Hope this will help someone who encountered the same problem. And, maybe,
the bug will be closed at last :)

[-- Attachment #1.2: Type: text/html, Size: 419 bytes --]

[-- Attachment #2: audit-2.1.3.patch --]
[-- Type: text/x-patch, Size: 2108 bytes --]

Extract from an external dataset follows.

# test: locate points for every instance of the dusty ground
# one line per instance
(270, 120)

diff -aurN audit-2.1.3/src/auditctl.c audit-2.1.3_patch//src/auditctl.c
--- audit-2.1.3/src/auditctl.c	2011-08-15 21:31:00.000000000 +0400
+++ audit-2.1.3_patch//src/auditctl.c	2011-10-20 18:10:31.000000000 +0400
@@ -939,6 +939,70 @@
 	return NULL;
 }
 
+
+void preprocess(char *buf)
+{
+    char quote_ctx = 0;
+
+    while (*buf)
+    {
+        if (*buf == '\'')
+            quote_ctx++;
+        
+        if (*buf == ' ' && (quote_ctx & 1))
+            *buf = 0xFF;
+        
+        buf++;
+    }
+}
+
+
+void postprocess(unsigned char *buf)
+{
+    unsigned char *str = strdup(buf);
+    unsigned char *pos1 = str;
+    unsigned char *pos2 = buf;
+    int i = 0;
+    
+    if (!str)
+        return;
+    
+    while (*pos1)
+    {
+        if (*pos1 == '\'')
+            *pos1 = ' ';
+    
+        pos1++;
+    }
+    
+    pos1 = str;
+    pos2 = buf;
+    
+    while (*pos1)
+    {
+        if (*pos1 != ' ')
+        {
+            *pos2 = *pos1;
+            pos2++;
+        }
+
+        pos1++;
+    }
+    
+    *pos2 = 0;
+    
+    while (*buf)
+    {
+        if (*buf == 0xFF)
+            *buf = ' ';
+    
+        buf++;
+    }
+    
+    free(str);
+}
+
+
 /*
  * This function reads the given file line by line and executes the rule.
  * It returns 0 if everything went OK, 1 if there are problems before reading
@@ -1001,6 +1065,8 @@
 		char *options[NUM_OPTIONS];
 		char *ptr;
 		int idx=0;
+		char apst = 0;
+		char *pos = 0;
 
 		/* Weed out blank lines */
 		while (buf[idx] == ' ')
@@ -1009,9 +1075,13 @@
 			lineno++;
 			continue;
 		}
+		
+		preprocess(buf);
+		
 		ptr = strtok(buf, " ");
 		if (ptr == NULL)
 			break;
+		
 		/* allow comments */
 		if (ptr[0] == '#') {
 			lineno++;
@@ -1021,8 +1091,10 @@
 		options[i++] = "auditctl";
 		options[i++] = ptr;
 		while( (ptr=strtok(NULL, " ")) && i<NUM_OPTIONS-1 ) {
+		        postprocess(ptr);
 			options[i++] = ptr;
 		}
+		
 		options[i] = NULL;
 
 		/* Parse it */
@@ -1094,6 +1166,7 @@
 			free(rule_new);
 			return 1;
 		}
+		
 		retval = setopt(argc, 0, argv);
 		if (retval == -3) {
 			free(rule_new);

[-- Attachment #3: Type: text/plain, Size: 0 bytes --]

Re: Regarding bug 435682

[Miloslav Trmac]

> Here's a patch for version 2.1.3 which solves bug 435682 (
> https://bugzilla.redhat.com/show_bug.cgi?id=435682 ).
> Patched auditctl allows to specify files having spaces in ther names
> - just surround a filename with apostrophes.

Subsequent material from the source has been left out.